Highland Ditch Co. v. Mumford

Elbert, C. J.

At the date of the Colony deed to the appellant, the ditch conveyed stood charged with the servitude created by the Colony deed to the appellee, and the appellant took the ditch subject thereto.

If it could be permitted, the appellant, to attack the title of its grantor to avoid this servitude, we see no reason, on the evidence in this case, for saying that at the date of its conveyance to the appellant, the Colony Company had acquired no title or property in the ditch in question.

The ditch was to be twenty miles long, eighteen feet wide and three feet deep. The survey was commenced in the early part of 1871, and completed in the summer of that year. The work of construction commenced during the winter of 1871-2, and four or five miles of the ditch were completed the requisite width and depth.

About the first of October, 1872, the appellant took possession of the ditch under an agreement of purchase.

“To constitute due diligence does not require unusual efforts or expenditures, but only such constancy in the pursuit of the undertaking as is usual with those in like enterprises.
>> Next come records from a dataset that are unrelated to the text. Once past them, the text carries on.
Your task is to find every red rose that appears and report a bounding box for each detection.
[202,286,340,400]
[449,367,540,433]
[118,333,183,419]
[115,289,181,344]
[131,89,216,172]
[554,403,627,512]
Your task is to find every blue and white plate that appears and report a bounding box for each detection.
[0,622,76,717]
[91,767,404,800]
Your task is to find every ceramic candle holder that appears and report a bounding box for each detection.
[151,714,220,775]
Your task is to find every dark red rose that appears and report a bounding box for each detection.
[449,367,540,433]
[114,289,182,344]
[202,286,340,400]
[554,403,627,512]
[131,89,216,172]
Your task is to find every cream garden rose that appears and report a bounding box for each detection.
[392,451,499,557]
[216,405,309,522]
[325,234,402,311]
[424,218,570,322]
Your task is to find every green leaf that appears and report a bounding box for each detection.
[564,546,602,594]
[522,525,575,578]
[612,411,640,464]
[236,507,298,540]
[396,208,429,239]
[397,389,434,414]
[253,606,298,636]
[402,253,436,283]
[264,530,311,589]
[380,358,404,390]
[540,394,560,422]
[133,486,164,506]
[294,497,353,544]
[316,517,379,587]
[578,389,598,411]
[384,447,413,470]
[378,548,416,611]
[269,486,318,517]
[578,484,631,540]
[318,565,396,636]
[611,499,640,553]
Such assiduity as shows a Iona fide intention to complete it within a reasonable time.” Ophir S. M. Co. v. Carpenter, 4 Nev. 534.
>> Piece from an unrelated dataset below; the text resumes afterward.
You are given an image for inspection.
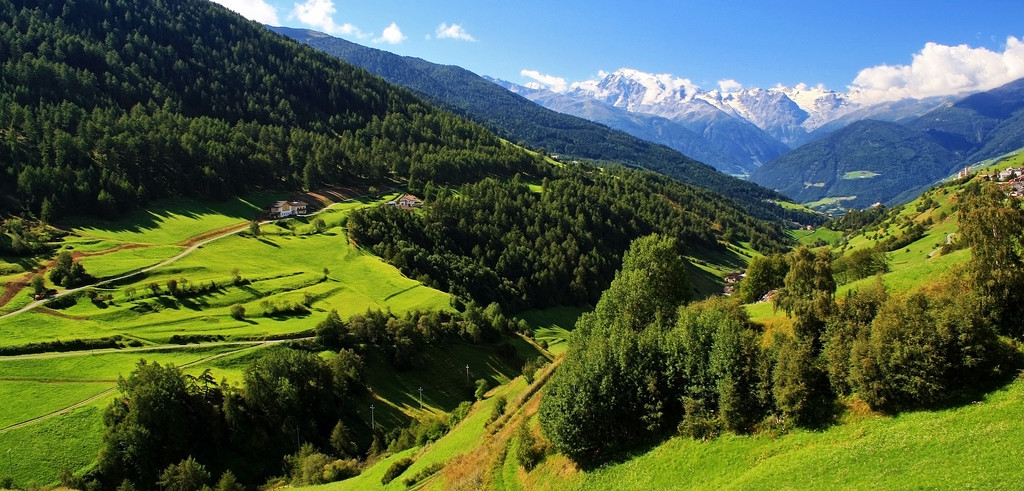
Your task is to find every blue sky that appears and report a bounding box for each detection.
[209,0,1024,95]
There is no reason for saying that the want of diligence in this case, upon the part of the Colony Company, was such as to prevent the appropriation of the water dating back to the commencement of the work, there being no intervening claimants.

These are the only objections made by counsel to the decree of the court below, and it will be affirmed.

Deeree affvrmed.

Mr. Justice Beck having, as judge of the court below, rendered the decree therein, did not participate in this decision.